Timmy Willie longed to be at home in his peaceful nest in a sunny bank. The food disagreed with him; the noise prevented him from sleeping. In a few days he grew so thin that Johnny Town-mouse noticed it, and questioned him. He listened to Timmy Willie's story and inquired about the garden. "It sounds rather a dull place? What do you do when it rains?"
"When it rains, I sit in my little sandy burrow and shell corn and seeds from my Autumn store. I peep out at the throstles and blackbirds on the lawn, and my friend Cock Robin. And when the sun comes out again, you should see my garden and the flowers—roses and pinks and pansies—no noise except the birds and bees, and the lambs in the meadows."
"There goes that cat again!" exclaimed Johnny Town-mouse. When they had taken refuge in the coal-cellar he resumed the conversation; "I confess I am a little disappointed; we have endeavoured to entertain you, Timothy William."
"Oh yes, yes, you have been most kind; but I do feel so ill," said Timmy Willie.
"It may be that your teeth and digestion are unaccustomed to our food; perhaps it might be wiser for you to return in the hamper."
"Oh? Oh!" cried Timmy Willie.
"Why of course for the matter of that we could have sent you back last week," said Johnny rather huffily—"did you not know that the hamper goes back empty on Saturdays?"
So Timmy Willie said good-bye to his new friends, and hid in the hamper with a crumb of cake and a withered cabbage leaf; and after much jolting, he was set down safely in his own garden.
Sometimes on Saturdays he went to look at the hamper lying by the gate, but he knew better than to get in again. And nobody got out, though Johnny Town-mouse had half promised a visit.
The winter passed; the sun came out again; Timmy Willie sat by his burrow warming his little fur coat and sniffing the smell of violets and spring grass. He had nearly forgotten his visit to town. When up the sandy path all spick and span with a brown leather bag came Johnny Town-mouse!
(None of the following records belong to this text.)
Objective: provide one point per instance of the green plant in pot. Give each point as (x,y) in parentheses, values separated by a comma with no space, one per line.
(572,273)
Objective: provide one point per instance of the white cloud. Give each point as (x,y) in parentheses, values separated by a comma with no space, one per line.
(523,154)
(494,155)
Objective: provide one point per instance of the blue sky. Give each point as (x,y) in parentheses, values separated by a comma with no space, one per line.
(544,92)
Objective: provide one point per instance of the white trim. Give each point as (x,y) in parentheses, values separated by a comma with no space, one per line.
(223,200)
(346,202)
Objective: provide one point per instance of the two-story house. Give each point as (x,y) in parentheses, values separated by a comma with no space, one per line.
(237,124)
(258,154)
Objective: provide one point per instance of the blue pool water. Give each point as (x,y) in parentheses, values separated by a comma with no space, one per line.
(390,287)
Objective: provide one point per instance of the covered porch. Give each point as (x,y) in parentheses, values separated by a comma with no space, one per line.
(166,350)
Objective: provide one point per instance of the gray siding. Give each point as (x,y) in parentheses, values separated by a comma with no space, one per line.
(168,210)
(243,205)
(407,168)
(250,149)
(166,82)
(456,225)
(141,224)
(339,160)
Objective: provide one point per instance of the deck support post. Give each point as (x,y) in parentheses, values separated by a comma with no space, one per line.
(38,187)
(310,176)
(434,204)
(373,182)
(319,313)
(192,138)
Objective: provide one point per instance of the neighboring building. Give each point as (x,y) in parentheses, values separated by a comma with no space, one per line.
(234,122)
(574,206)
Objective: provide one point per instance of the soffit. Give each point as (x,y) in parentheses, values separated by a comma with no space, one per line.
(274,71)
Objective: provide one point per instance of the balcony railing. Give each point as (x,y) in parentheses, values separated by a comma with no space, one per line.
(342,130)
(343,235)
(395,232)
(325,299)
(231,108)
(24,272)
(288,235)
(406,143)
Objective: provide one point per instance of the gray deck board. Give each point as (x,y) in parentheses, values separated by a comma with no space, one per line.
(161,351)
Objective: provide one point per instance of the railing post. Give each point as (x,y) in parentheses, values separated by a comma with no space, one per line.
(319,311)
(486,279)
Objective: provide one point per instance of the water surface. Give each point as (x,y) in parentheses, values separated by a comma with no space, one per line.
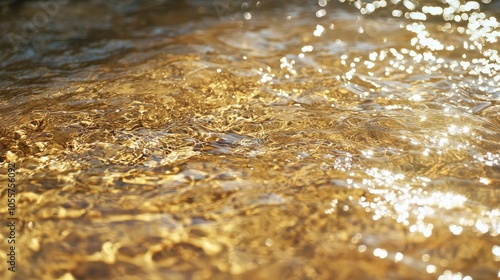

Timmy Willie received him with open arms. "You have come at the best of all the year, we will have herb pudding and sit in the sun."
"H'm'm! it is a little damp," said Johnny Town-mouse, who was carrying his tail under his arm, out of the mud.
"What is that fearful noise?" he started violently.
"That?" said Timmy Willie, "that is only a cow; I will beg a little milk, they are quite harmless, unless they happen to lie down upon you. How are all our friends?"
Johnny's account was rather middling. He explained why he was paying his visit so early in the season; the family had gone to the sea-side for Easter; the cook was doing spring cleaning, on board wages, with particular instructions to clear out the mice. There were four kittens, and the cat had killed the canary.
"They say we did it; but I know better," said Johnny Town-mouse. "Whatever is that fearful racket?"
"That is only the lawn-mower; I will fetch some of the grass clippings presently to make your bed. I am sure you had better settle in the country, Johnny."
"H'm'm—we shall see by Tuesday week; the hamper is stopped while they are at the sea-side."
"I am sure you will never want to live in town again," said Timmy Willie.
But he did. He went back in the very next hamper of vegetables; he said it was too quiet!!
One place suits one person, another place suits another person. For my part I prefer to live in the country, like Timmy Willie.